Contrary to conflicting statements by incumbent President George M. Weah and former President Ellen Johnson-Sirleaf on the state of the Country’s economy, the House of Representatives has confirmed that Liberia is actually broke.
House Speaker Bhofal Chambers, after hours of closed-door session disclosed that after listening to Central Bank of Liberia’s Governor, Milton Weeks and the Ministry of Finance, Development Planning, it was confirmed that the country is broke as was previously stated by President George M. Weah in his annual address.
According to information gathered from sources at the Capitol Building, the seat of the country’s Legislature, members of the House of Representatives are believed to be hiding some basic information from the public which has the propensity of creating doubts in the minds of the people that elected them as their representatives.
Our sources at the House of Representatives said the CBL disclosed that the funds that the former President Ellen Johnson-Sirleaf spoke of, in the country’s reserve account, is over US$300 million but can be used after a specific period of time; the time which is yet to be specified.
Political observers are saying if those lawmakers are concealing public information from the citizens of Liberia then they are afraid that Liberians will continue to live below the poverty line because of the lawmakers’ inability to tell them the current state of the nation’s economy.
After hours of a closed-door session on Thursday, the issue of releasing the proper information as to whether the country’s economy is actually broken, as President Weah said, was not clear thereby leaving doubts on the minds of many.
In President George Weah’s first State of the Nation address, he informed the citizens that the West African country’s economy is broken and that the country is broke.

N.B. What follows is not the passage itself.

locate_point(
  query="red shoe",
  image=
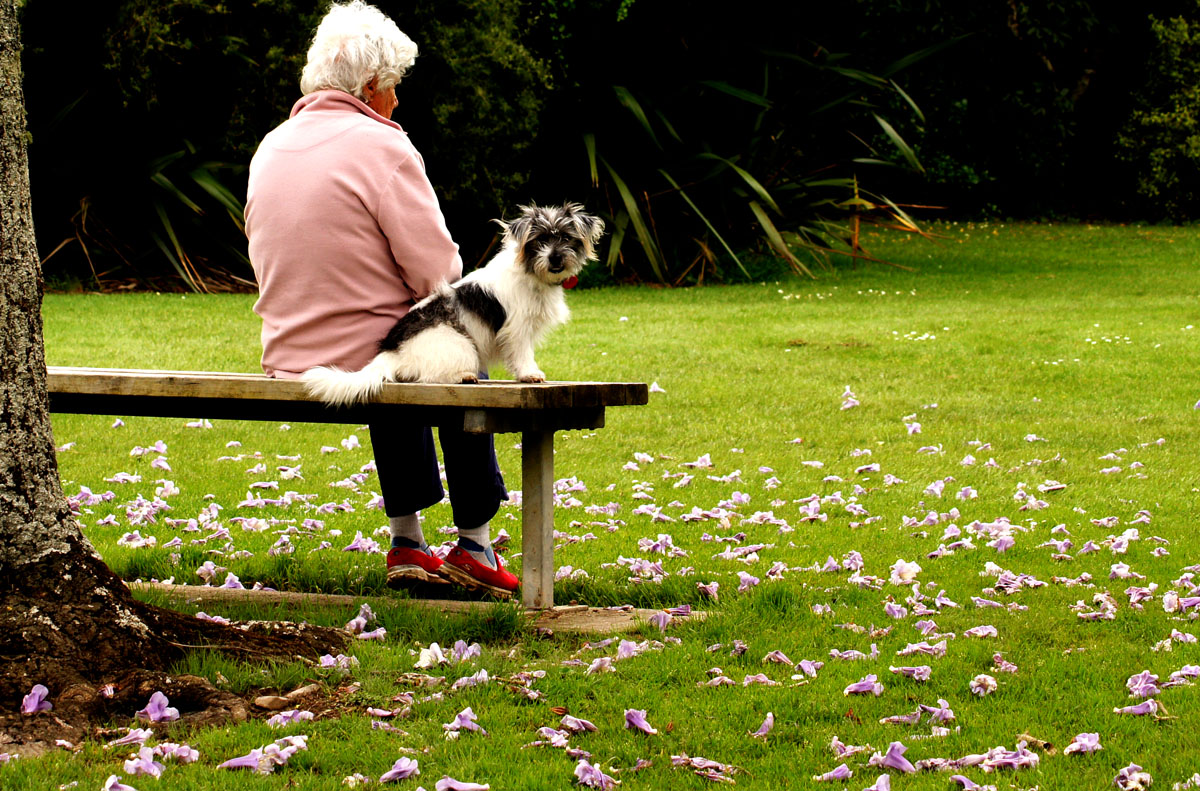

But contrary to his statement, former President Sirleaf, in an interview on the BBC, claimed that she left more than US$400 million in the nation’s treasury; something that has caused serious concern among the populace.
The two conflicting statements by President George M. Weah that Liberia’s treasury is empty and the government is broke and former President Sirleaf’s revelation caused the lawmakers to invite the three public financial institutions to give a clear picture of the state of the nation’s economy.
In his testimony in the Chamber of the House Thursday, Central Bank Governor Weeks said as of January 22, 2018 the bank has over US$5 million and the amount of over L$500 million.
Also speaking on behalf of the Ministry of Finance, Development Planning, the Deputy Minister for Fiscal Affairs, Samora Wolokollie disclosed that when the CDC-led Government took over, the country had over US$11 million and L$600 million respectively which summed up to US$ 16 million.
Our correspondent in the Liberian capital reports that the baffling question is who is really telling the truth on the state of the nation’s financial standing; as President Weah has said that the nation is seriously broke while former President Sirleaf has claimed that the country is not broke?
Meantime, some Liberian social media posters are heavily criticizing the former Liberian President Johnson-Sirleaf and asking the current administration to conduct an audit of her government.